2024-03-21 15:36:56,403 INFO:   Defaulted to use the job-operator namespace as the usernode config /opt/cerebras/config_v2 only has access to that namespace.
2024-03-21 15:36:56,659 INFO:   Initiating a new execute wsjob against the cluster server.
2024-03-21 15:36:56,758 INFO:   execute job id: wsjob-bdcvvsrwely3kbfwduefqx, remote log path: /n1/wsjob/workdir/job-operator/wsjob-bdcvvsrwely3kbfwduefqx
2024-03-21 15:37:06,789 INFO:   Poll ingress status: Waiting for job running, current job status: Scheduled, msg: job is scheduled. 
2024-03-21 15:37:16,793 INFO:   Poll ingress status: Waiting for job service readiness.
2024-03-21 15:37:36,838 INFO:   Poll ingress status: Waiting for job ingress readiness.
2024-03-21 15:37:46,861 INFO:   Ingress is ready: Job ingress ready, poll ingress success.

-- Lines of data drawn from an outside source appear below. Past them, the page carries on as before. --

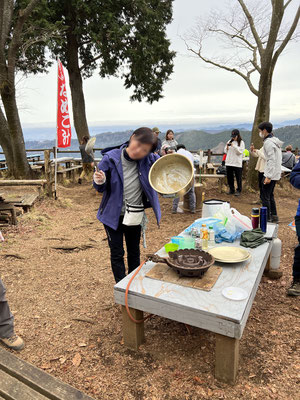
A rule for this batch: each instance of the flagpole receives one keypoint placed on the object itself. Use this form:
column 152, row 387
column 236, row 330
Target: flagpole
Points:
column 55, row 150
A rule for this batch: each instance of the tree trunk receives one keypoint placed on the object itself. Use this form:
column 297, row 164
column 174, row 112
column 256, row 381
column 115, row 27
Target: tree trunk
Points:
column 6, row 144
column 262, row 113
column 78, row 102
column 21, row 166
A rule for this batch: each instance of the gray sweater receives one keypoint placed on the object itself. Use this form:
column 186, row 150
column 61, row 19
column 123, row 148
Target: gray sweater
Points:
column 273, row 156
column 133, row 192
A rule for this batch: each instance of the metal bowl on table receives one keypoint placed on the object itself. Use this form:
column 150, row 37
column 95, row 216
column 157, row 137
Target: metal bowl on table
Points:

2024-03-21 15:37:47,052 INFO:   Preparing to execute using 1 CSX
2024-03-21 15:38:33,999 INFO:   About to send initial weights
2024-03-21 15:40:01,150 INFO:   Finished sending initial weights
2024-03-21 15:40:01,154 INFO:   Finalizing appliance staging for the run
2024-03-21 15:40:01,203 INFO:   Waiting for device programming to complete
2024-03-21 15:41:26,576 INFO:   Device programming is complete
2024-03-21 15:41:27,888 INFO:   Using network type: ROCE
2024-03-21 15:41:27,890 INFO:   Waiting for input workers to prime the data pipeline and begin streaming ...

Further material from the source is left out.